[MLIR:TPU] Add document for space to depth transform pass.

PiperOrigin-RevId: 319886690
Change-Id: I122e13e3fe4bdcc7ba0f607d1b8adc266f3d65be
This commit is contained in:
A. Unique TensorFlower 2020-07-06 17:13:30 -07:00 committed by TensorFlower Gardener
parent a8c7599f48
commit 91417e256e
2 changed files with 195 additions and 0 deletions

Binary file not shown.

After

Width:  |  Height:  |  Size: 180 KiB

View File

@ -0,0 +1,195 @@
# Automatic Space to Depth Transform in MLIR Bridge
Author: wangtao@, yuanzx@, hinsu@, lyandy@, chiachenc@, aminim@, jpienaar@,
dehao@
## TL;DR
_This document describes an automatic space to depth transform for the first
convolution in the new MLIR bridge to improve MXU efficiency of low batch size
convolutions._
## Background
For image models, the first layer is usually not MXU friendly as it has a
feature size of 3. This results in poor performance especially with small batch.
One way to address this issue is to use the `space-to-depth` transform.
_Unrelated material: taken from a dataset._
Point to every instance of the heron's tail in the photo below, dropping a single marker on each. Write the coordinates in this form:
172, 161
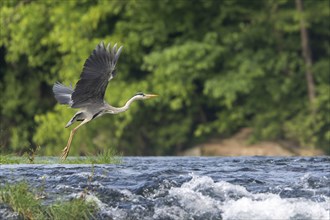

This
optimization tiles the 2x2 space dimensions to the feature dimension so that the
feature dimension becomes 3\*4=12, which is more MXU friendly. In order to make
this optimization efficient, the shape of the weight needs to be padded and
transposed to the shape that the convolution emitter expects. The input also
needs to be transposed on the host and padded on the device to make the
convolution efficient. Although a 2x2 space-to-depth transform works only when
the first convolution has a stride of 2, many image models, ResNet-like in
particular, have a stride-2 convolution in the first layer.
Space to depth helped models such as MaskRCNN, SSD and I3D gain more than 2X
speedup and reduce memory usage in the first convolution.
The first convolution in many image models, including ResNet or ResNet-like, is
a (kernel=7, stride=2) 2D convolution. The input of the convolution is images,
which usually has RGB channels. The input of this first convolution is of shape
[batch\_size, height, width, 3] and the kernel size is [kernel\_size,
kernel\_size, 3, out\_channel]. Space to depth is to transform this first
convolution's input to [batch\_size, height // stride, width // stride, 3 \*
stride \* stride] and the kernel to [kernel\_size // stride, kernel\_size //
stride, 3 \* stride \* stride, out\_channel] to improve TPU MXU utilization.
![drawings](images/sapce_to_depth_transform.png)
This optimization can be automatically done by the graph optimizer where weight
transformation is done at variable loading time and the input transformation is
done for every inference invocation. A further optimization can fuse this (at
host) with the double transpose to minimize memory operation on host.
## Proposed Method
**block\_size** is defined as the number of space sizes transformed to the depth
dimension. _stride % block\_size == 0_ and _stride >= block\_size_ is required
to do the transform. There are three parts of automatically space to depth
transformation:
1. Transform input on the host.
Space-to-depth performs the following permutation, which is equivalent to
`tf.nn.space_to_depth`.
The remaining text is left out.